Paragangliomas can be seen with Carney’s triad (gastrointestinal stromal tumors (GIST) and pulmonary chondromas) when they are extra-adrenal. The presence of pheochromocytoma may be associated with germline mutations in von Hippel-Lindau (VHL) and neurofibromatosis type 1 (NF1) tumor suppressor genes and the RET proto-oncogene. Family history should be taken regarding VHL syndrome, NF type 1 and multiple endocrine neoplasia type 2 in case of coexistence of pheochromocytoma and paraganglioma [3].
Thoracic and mediastinal paragangliomas are highly vascular tumors, some of which can invade directly into the heart, the main vessels, the trachea, and the vertebral column. It should be kept in mind that bleeding may occur during the operation or during the biopsy procedure. Due to the high blood supply, cases treated with embolization in the literature have been reported [4]. During surgery, first finding and connecting or clipping the main artery and the main vein of the mass reduces the risk of sympathetic discharge that can occur during the manipulation of the mass.
Thorax and abdominal CT are adequate for tumor localization. Considering the frequency of random adrenal masses, patients scheduled for surgery should be evaluated by preoperative scintigraphy of iodine-123-meta-iodobenzyl guanidine (123I-MIBG) or octreotide with indium 111 (111I-OCT). The PET-CT examination should also be done for the possibility of malignancy [5]. As in our case, central necrosis can be interpreted as pheochromocytoma detection.

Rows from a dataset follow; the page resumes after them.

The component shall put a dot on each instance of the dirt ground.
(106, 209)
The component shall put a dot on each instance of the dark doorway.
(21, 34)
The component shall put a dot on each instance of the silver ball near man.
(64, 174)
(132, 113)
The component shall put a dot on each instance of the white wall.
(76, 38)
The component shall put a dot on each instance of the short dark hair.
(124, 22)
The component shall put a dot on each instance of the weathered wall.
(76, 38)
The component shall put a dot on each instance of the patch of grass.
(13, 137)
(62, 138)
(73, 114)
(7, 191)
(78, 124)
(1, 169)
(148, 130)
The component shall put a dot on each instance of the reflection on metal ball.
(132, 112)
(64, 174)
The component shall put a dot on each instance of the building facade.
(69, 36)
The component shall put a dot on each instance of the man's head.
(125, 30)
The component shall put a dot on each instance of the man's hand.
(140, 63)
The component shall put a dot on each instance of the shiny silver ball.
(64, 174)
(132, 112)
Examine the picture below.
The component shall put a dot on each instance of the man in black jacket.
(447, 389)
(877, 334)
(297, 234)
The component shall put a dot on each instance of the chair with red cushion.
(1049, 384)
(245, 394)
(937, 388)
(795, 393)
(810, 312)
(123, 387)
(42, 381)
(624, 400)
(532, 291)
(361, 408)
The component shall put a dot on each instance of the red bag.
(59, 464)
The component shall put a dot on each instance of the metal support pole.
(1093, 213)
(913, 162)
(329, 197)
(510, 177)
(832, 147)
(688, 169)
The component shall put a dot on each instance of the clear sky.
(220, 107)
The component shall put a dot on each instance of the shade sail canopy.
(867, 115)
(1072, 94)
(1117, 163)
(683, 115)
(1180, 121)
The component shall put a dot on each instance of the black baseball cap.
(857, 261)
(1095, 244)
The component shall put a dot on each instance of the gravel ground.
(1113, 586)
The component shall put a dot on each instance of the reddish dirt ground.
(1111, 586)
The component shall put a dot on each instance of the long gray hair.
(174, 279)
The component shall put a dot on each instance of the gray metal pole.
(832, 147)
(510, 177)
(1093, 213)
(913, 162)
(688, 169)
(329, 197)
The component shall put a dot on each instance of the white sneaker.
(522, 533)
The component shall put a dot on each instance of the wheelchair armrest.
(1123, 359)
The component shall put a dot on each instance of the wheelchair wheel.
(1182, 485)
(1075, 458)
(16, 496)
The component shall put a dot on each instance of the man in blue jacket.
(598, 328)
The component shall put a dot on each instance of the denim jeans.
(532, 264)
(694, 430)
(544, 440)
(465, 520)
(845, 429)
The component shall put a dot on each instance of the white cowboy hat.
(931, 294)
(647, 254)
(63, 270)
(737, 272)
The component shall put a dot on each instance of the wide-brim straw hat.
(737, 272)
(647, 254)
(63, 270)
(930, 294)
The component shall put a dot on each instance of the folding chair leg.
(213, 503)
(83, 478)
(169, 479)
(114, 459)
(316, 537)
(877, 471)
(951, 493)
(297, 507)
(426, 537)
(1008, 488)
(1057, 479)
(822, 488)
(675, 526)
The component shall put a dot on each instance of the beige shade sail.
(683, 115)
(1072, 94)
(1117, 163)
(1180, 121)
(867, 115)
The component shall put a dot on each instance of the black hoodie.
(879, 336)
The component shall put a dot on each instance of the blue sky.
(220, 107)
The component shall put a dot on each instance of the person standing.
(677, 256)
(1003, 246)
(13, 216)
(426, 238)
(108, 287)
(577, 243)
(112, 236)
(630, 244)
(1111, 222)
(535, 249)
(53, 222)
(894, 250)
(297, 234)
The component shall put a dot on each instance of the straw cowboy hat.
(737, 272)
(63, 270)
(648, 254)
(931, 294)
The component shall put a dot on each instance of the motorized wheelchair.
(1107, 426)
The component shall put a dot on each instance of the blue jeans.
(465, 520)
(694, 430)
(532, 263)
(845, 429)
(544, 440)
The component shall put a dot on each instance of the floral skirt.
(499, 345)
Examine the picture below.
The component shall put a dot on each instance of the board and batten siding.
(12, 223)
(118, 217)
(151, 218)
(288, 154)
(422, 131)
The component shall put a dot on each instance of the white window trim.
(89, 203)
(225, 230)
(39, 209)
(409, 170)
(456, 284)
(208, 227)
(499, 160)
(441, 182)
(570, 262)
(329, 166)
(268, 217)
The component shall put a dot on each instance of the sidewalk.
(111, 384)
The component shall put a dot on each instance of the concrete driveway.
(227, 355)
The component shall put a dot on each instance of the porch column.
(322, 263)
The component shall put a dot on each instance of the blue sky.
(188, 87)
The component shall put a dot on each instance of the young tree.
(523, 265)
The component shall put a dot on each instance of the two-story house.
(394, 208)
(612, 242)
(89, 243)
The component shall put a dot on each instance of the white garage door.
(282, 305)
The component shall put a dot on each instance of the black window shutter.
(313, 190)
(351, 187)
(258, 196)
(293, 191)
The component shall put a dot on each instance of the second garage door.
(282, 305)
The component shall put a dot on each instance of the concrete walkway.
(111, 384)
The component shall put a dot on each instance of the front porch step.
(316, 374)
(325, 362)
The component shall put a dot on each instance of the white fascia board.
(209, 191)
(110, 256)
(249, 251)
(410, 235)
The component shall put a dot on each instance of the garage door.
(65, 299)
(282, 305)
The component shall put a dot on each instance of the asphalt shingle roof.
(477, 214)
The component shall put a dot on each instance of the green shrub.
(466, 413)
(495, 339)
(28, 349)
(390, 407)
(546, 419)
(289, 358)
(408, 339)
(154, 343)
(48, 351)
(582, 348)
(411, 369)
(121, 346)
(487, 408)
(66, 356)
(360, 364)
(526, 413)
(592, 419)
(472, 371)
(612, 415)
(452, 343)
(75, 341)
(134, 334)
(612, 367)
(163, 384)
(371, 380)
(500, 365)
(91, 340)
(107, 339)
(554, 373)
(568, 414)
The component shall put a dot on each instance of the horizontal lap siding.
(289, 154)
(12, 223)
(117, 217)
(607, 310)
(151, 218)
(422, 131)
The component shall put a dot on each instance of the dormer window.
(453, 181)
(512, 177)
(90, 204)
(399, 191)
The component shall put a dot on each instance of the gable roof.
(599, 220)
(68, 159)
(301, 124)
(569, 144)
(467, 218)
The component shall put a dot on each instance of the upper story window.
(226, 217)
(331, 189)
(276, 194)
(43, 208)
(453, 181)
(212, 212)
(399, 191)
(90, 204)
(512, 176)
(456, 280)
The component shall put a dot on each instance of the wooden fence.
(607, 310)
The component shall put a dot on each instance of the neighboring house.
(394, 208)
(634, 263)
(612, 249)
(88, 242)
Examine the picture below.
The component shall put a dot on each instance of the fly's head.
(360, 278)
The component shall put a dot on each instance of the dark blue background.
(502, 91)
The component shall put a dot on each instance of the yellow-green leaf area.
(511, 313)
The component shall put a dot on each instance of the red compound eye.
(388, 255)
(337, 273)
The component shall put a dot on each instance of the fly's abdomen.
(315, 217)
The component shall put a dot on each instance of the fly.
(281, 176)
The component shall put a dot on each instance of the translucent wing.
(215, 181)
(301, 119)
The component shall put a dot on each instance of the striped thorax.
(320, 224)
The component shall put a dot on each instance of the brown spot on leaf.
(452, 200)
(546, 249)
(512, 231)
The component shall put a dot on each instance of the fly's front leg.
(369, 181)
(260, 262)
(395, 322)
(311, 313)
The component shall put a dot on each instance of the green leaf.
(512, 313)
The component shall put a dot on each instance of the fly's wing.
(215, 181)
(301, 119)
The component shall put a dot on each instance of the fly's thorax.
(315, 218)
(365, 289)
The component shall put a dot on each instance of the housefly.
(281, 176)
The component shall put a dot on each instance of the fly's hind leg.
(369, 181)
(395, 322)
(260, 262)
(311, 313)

Paragangliomas located in the thorax and mediastinum can be excised with minimally invasive intervention with the help of VATS [6]. α- and β-Blockers should be available against hypertension and sympathetic hormone discharge during the perioperative period. The opinions of the departments of Cardiology and Endocrinology should be taken before surgery. Patients should be followed up for endocrine disorders and should be examined whether urine VMA value is normalized at the outpatient clinic.
As a result, posterior mediastinal paraganglioma can be detected at the early stage and can be successfully treated with surgery, especially when it is functional. Patients should be carefully prepared and followed up for surgery, hypertensive crisis and cardiac arrhythmias.